When sandboxing dangerous operations, the key metrics are False Positive Rate and False Negative Rate. This is because sandboxing aims to block harmful actions (like running unsafe code) without stopping safe ones.

A False Positive means safe operations are blocked, causing inconvenience or loss of functionality.

A False Negative means dangerous operations slip through, risking security or damage.

Therefore, metrics like Precision (how many blocked operations are truly dangerous) and Recall (how many dangerous operations are caught) are critical to balance safety and usability.

Confusion matrix for sandboxing dangerous operations
      | Predicted Safe       | Predicted Dangerous  |
      |----------------------|---------------------|
      | True Safe (TN)       | False Positive (FP)  |
      | False Negative (FN)  | True Dangerous (TP)  |

      Total operations = TP + FP + TN + FN

      Example:
      TP = 90 (dangerous correctly blocked)
      FP = 10 (safe wrongly blocked)
      TN = 890 (safe correctly allowed)
      FN = 10 (dangerous wrongly allowed)
    
Precision vs Recall tradeoff with examples

If the sandbox blocks too many operations, it has high precision but low recall. This means it rarely blocks safe actions (few false positives), but misses many dangerous ones (many false negatives). This risks security.

If the sandbox blocks too little, it has high recall but low precision. It catches most dangerous actions but also blocks many safe ones, frustrating users.

Example: A sandbox for running user code in a website should catch all harmful code (high recall) but not block normal code (high precision). Balancing these avoids security risks and user frustration.

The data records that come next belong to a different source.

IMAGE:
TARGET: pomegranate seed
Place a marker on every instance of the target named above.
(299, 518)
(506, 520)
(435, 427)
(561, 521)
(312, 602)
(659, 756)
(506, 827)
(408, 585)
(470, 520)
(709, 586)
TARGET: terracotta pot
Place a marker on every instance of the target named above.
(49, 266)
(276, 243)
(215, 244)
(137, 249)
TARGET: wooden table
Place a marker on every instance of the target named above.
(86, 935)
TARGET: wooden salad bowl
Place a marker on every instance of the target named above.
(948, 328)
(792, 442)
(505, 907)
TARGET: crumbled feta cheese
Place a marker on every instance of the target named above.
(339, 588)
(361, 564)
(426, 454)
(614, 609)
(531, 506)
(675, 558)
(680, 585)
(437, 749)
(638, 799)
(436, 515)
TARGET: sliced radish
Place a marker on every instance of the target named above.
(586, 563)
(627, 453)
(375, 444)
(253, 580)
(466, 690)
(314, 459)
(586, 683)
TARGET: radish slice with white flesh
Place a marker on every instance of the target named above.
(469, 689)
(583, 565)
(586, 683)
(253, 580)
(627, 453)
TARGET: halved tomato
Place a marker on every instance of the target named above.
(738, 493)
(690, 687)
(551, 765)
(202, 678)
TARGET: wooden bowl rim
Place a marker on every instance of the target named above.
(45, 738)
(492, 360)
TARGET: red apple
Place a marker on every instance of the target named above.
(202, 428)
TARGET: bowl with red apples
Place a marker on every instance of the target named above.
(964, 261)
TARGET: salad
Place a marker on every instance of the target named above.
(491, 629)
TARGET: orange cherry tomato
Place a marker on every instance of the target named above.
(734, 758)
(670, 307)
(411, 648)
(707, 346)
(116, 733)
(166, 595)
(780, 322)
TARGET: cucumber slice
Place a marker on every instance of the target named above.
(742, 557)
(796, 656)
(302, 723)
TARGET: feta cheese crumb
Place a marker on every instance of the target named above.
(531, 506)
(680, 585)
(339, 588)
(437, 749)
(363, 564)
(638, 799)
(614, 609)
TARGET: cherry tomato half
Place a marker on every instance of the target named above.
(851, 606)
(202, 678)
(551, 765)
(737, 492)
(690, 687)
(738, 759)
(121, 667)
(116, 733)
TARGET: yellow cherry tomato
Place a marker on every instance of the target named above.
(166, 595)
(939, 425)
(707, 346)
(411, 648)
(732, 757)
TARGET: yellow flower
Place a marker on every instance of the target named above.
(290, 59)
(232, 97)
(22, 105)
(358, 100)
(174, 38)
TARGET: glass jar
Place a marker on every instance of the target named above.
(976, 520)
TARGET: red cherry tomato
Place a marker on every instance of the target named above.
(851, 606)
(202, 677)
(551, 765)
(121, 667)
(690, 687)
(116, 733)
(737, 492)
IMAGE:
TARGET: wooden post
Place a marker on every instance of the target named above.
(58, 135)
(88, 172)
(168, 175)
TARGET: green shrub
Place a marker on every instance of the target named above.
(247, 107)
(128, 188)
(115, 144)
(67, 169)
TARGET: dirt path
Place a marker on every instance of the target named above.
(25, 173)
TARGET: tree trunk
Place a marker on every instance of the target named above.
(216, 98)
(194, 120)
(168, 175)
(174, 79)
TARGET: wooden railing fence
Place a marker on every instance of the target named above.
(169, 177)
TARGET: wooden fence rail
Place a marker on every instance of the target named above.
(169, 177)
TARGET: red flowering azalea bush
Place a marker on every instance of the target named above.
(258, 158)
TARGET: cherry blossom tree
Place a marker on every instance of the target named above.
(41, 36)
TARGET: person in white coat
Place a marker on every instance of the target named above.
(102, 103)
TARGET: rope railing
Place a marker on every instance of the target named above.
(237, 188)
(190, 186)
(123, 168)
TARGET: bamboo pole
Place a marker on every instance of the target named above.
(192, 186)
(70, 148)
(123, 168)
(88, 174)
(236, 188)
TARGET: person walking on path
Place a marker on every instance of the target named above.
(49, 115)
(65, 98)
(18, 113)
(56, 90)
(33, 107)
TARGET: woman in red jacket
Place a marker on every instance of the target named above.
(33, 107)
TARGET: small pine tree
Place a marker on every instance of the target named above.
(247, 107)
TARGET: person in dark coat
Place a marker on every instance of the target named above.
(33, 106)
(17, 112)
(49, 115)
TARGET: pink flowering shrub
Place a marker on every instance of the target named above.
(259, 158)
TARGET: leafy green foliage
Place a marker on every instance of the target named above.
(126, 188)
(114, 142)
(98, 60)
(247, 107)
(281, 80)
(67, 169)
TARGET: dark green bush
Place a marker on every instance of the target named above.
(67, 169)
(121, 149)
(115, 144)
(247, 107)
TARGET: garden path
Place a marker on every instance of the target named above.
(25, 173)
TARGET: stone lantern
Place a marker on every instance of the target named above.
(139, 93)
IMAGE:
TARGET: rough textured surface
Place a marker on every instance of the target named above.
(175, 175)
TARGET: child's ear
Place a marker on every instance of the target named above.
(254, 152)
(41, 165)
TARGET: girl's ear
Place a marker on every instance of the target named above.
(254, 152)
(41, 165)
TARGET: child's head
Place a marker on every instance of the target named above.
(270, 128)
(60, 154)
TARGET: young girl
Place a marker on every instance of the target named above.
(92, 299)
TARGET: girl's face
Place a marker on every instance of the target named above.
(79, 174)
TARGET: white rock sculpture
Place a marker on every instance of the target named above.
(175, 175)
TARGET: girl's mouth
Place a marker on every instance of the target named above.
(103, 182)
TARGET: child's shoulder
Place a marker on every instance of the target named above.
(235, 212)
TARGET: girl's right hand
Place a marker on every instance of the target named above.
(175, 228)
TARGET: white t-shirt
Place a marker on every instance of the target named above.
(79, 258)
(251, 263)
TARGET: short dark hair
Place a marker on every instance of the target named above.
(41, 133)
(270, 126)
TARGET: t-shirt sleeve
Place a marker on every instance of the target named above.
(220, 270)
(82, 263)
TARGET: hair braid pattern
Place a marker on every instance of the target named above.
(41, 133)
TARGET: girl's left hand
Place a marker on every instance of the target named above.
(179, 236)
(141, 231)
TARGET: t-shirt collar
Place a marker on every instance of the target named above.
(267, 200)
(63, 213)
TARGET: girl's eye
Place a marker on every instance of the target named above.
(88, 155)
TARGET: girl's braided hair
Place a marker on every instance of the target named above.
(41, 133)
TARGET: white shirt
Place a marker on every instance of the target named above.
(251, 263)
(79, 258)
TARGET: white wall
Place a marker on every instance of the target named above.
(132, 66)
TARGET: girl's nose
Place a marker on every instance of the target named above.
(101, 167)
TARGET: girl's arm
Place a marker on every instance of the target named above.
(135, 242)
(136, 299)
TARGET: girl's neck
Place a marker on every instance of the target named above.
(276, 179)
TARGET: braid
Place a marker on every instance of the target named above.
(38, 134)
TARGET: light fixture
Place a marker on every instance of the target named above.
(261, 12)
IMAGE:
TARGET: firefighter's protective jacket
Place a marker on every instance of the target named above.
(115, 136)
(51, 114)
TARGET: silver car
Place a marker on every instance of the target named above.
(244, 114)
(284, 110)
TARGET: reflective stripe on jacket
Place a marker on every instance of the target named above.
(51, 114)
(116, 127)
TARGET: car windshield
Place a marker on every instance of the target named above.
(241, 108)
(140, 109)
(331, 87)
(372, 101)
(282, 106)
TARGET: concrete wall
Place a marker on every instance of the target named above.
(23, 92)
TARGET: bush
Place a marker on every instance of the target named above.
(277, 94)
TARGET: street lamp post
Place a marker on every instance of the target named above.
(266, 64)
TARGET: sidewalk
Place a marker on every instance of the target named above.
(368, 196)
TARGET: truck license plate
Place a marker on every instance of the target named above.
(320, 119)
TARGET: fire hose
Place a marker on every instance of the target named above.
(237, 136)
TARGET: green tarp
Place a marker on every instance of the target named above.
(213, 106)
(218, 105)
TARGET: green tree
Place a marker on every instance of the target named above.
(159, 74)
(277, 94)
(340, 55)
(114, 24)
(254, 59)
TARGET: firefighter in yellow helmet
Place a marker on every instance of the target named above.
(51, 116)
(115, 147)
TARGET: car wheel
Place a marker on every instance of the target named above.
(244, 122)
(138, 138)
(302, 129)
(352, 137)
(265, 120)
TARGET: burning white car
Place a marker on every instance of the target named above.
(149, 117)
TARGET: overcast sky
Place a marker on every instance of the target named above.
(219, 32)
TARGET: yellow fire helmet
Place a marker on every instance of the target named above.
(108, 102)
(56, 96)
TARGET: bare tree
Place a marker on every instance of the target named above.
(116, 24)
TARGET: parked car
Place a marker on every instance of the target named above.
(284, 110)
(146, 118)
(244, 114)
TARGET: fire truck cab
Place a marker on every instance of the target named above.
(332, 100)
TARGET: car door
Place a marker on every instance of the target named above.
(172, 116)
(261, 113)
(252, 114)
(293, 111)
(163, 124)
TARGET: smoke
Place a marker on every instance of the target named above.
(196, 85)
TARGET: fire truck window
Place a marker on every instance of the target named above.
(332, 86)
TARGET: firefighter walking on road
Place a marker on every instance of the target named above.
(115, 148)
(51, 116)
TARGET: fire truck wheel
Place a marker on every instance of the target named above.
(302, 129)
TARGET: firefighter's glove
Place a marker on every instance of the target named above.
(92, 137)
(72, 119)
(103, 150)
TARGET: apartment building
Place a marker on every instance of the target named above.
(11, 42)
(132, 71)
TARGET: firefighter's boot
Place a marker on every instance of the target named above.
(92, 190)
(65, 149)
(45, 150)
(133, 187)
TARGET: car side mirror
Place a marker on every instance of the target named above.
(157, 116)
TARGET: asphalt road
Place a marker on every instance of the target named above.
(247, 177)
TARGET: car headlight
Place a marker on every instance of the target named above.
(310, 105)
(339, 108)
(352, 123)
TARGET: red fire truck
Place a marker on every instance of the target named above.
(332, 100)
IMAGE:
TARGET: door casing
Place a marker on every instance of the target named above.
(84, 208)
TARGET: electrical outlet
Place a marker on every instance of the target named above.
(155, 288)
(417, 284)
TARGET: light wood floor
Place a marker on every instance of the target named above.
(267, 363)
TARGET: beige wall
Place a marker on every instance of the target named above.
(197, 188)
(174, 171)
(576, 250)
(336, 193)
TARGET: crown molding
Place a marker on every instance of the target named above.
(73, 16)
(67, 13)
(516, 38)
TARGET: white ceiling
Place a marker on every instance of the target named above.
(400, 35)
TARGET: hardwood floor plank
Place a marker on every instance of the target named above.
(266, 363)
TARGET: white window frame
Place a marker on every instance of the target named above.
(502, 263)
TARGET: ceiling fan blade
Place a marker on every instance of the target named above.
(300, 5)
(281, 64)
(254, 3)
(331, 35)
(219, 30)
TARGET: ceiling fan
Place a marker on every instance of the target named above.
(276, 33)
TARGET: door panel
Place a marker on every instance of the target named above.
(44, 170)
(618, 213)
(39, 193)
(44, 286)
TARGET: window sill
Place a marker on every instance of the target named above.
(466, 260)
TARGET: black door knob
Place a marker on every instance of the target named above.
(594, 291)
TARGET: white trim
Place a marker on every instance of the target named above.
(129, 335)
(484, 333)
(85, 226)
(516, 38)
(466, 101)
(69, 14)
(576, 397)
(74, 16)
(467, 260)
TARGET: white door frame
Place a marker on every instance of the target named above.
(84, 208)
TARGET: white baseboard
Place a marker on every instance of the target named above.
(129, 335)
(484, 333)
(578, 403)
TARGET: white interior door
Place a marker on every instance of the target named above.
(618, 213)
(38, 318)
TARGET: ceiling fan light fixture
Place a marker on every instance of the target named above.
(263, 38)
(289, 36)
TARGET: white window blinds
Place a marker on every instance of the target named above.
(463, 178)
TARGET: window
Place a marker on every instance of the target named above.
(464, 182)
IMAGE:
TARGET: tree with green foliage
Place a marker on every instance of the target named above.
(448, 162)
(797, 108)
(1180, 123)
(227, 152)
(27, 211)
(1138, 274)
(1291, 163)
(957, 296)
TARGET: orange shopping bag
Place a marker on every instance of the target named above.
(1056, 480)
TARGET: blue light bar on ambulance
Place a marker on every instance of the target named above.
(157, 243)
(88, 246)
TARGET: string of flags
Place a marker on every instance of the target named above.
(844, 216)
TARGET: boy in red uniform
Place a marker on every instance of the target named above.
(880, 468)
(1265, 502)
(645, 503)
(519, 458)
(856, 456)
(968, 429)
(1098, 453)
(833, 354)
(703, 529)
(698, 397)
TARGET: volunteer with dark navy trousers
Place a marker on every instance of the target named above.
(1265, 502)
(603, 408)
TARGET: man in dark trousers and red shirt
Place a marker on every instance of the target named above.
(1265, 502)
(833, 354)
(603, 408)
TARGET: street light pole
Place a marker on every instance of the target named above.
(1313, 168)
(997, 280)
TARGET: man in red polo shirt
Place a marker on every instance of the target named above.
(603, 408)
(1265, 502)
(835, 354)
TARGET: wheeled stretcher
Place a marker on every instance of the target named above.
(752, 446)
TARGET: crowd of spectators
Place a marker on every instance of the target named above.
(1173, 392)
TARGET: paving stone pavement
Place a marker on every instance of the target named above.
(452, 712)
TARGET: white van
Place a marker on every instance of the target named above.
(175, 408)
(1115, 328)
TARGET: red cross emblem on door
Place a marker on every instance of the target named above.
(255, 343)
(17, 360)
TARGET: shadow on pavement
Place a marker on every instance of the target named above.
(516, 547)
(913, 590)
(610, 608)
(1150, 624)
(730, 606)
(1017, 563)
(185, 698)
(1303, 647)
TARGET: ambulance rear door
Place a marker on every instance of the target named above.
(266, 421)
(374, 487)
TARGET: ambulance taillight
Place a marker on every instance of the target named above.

What "good" vs "bad" metric values look like for sandboxing
  • Good: Precision > 0.9 and Recall > 0.9 means most dangerous operations are blocked and few safe ones are stopped.
  • Bad: Precision < 0.5 means many safe operations are blocked, hurting usability.
  • Bad: Recall < 0.5 means many dangerous operations are missed, risking security.
  • Balanced: F1 score near 1.0 shows good overall performance.
Common pitfalls in sandboxing metrics
  • Accuracy paradox: If dangerous operations are rare, high accuracy can be misleading by mostly predicting safe.
  • Data leakage: Testing on data similar to training can inflate metrics, hiding real risks.
  • Overfitting: Sandbox rules too strict on training data may fail on new dangerous operations.
  • Ignoring false negatives: Missing dangerous operations is often more harmful than blocking safe ones.
Self-check question

Your sandbox model has 98% accuracy but only 12% recall on dangerous operations. Is it good for production? Why or why not?

Answer: No, it is not good. The low recall means it misses 88% of dangerous operations, which is a big security risk. High accuracy is misleading here because most operations are safe, so the model mostly predicts safe and appears accurate.

Key Result
Precision and recall are key to balance blocking dangerous operations while allowing safe ones in sandboxing.